Comment documenter un résultat du graphe de risque sans le réduire à une couleur
La vraie valeur de la méthode n’est pas l’indice final. La vraie valeur, c’est le chemin qui y conduit. Si ce chemin est clair, l’appréciation du risque tient. Si ce chemin est flou, l’indice de risque ne vaut pas grand-chose, même s’il est présenté dans un logiciel impeccable.
Dans une documentation sérieuse, il faut retrouver au minimum :
- la description du scénario, et pas seulement le nom du danger ;
- la personne exposée, la tâche concernée et la phase de vie de la machine ;
- la distinction entre situation dangereuse et événement dangereux ;
- la justification de chaque choix S/F/O/A ;
- la mesure de protection retenue et sa place dans la hiérarchie de réduction du risque ;
- la réévaluation après mise en œuvre de la mesure de protection ;
- la description du risque résiduel ;
- la référence à la norme de type C applicable, ou à défaut aux normes de type B et aux solutions conformes à l’état de la technique ;
- l’explication de l’absence de réduction supplémentaire lorsqu’aucune mesure additionnelle n’est techniquement, fonctionnellement ou pratiquement justifiée.
C’est ce niveau de détail qui permet de tenir devant un audit, une expertise, un contentieux ou un dossier technique CE. Pas la présence d’un vert sur une matrice.
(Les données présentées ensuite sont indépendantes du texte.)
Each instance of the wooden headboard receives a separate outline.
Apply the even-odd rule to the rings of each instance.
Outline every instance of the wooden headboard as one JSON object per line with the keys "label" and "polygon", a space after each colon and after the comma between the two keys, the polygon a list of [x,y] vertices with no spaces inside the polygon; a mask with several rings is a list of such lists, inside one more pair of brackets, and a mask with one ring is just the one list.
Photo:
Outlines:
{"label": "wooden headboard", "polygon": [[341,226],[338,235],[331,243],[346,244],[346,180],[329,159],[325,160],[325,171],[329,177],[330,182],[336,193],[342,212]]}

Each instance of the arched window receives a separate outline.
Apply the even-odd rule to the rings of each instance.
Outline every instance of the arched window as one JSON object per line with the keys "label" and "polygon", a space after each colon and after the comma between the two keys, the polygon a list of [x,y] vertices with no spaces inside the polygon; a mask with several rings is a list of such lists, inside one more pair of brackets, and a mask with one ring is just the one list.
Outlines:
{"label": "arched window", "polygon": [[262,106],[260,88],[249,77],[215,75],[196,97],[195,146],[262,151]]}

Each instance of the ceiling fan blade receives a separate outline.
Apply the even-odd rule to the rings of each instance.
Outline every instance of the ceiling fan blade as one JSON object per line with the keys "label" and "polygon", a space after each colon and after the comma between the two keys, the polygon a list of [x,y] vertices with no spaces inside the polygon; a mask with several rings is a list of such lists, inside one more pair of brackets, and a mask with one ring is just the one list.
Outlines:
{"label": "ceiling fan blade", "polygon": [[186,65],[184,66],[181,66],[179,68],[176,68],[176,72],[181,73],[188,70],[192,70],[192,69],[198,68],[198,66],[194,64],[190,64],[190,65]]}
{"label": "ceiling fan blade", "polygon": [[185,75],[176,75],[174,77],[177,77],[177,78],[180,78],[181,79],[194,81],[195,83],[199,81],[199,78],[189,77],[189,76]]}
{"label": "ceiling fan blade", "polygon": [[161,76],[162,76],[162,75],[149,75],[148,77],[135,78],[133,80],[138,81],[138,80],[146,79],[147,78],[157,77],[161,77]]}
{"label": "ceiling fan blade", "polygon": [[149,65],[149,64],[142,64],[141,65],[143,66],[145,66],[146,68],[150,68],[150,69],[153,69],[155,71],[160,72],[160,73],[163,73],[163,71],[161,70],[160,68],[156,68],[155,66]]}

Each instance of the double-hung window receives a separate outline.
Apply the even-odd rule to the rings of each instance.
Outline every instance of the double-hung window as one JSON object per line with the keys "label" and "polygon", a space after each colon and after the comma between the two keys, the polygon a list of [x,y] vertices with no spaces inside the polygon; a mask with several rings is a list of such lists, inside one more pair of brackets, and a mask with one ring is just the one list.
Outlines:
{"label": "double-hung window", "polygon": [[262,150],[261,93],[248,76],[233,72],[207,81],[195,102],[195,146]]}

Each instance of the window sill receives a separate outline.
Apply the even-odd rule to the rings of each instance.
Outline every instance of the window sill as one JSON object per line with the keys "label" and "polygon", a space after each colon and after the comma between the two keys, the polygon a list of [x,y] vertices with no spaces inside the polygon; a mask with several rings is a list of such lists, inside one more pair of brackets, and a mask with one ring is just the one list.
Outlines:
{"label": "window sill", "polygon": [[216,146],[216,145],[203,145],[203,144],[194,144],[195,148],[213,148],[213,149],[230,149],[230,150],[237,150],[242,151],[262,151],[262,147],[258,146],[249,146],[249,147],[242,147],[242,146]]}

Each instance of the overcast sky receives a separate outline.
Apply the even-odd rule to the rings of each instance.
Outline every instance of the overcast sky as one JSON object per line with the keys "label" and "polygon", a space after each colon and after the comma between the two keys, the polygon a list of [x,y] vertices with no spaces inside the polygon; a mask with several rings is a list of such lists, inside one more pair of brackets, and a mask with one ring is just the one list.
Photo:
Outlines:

Le graphe bien utilisé ne ferme pas le sujet ; il montre pourquoi la décision de réduction du risque est cohérente et défendable.
Conclusion : faible mais à traiter, moyen mais défendable
Le graphe de risque est un bon outil d’estimation du risque pour les machines s’il est utilisé dans la logique de ISO 12100. Il force à se poser les bonnes questions : quelle gravité, quelle exposition, quelle probabilité d’événement dangereux, quelle possibilité d’évitement ? C’est précieux. Mais il ne répond jamais, tout seul, à la question de savoir si la machine est suffisamment sûre.
Un RI faible n’est pas un laissez-passer si une mesure de protection simple permet de supprimer le problème sans coût réel ni effet secondaire. Un RI moyen n’est pas forcément le signe d’un mauvais projet si la bonne mesure issue d’une norme de type C a été appliquée, vérifiée et documentée, et si une réduction supplémentaire n’est pas justifiée. Le pire réflexe reste le même : traiter la couleur comme une décision. Une bonne appréciation du risque s’arrête quand le concepteur peut expliquer ce qui a été analysé, pourquoi les paramètres ont été choisis, quelle mesure de protection a modifié quels éléments du risque, et pourquoi le risque résiduel est défendable. Le graphe ne remplace pas la réflexion. Il oblige simplement à la rendre visible.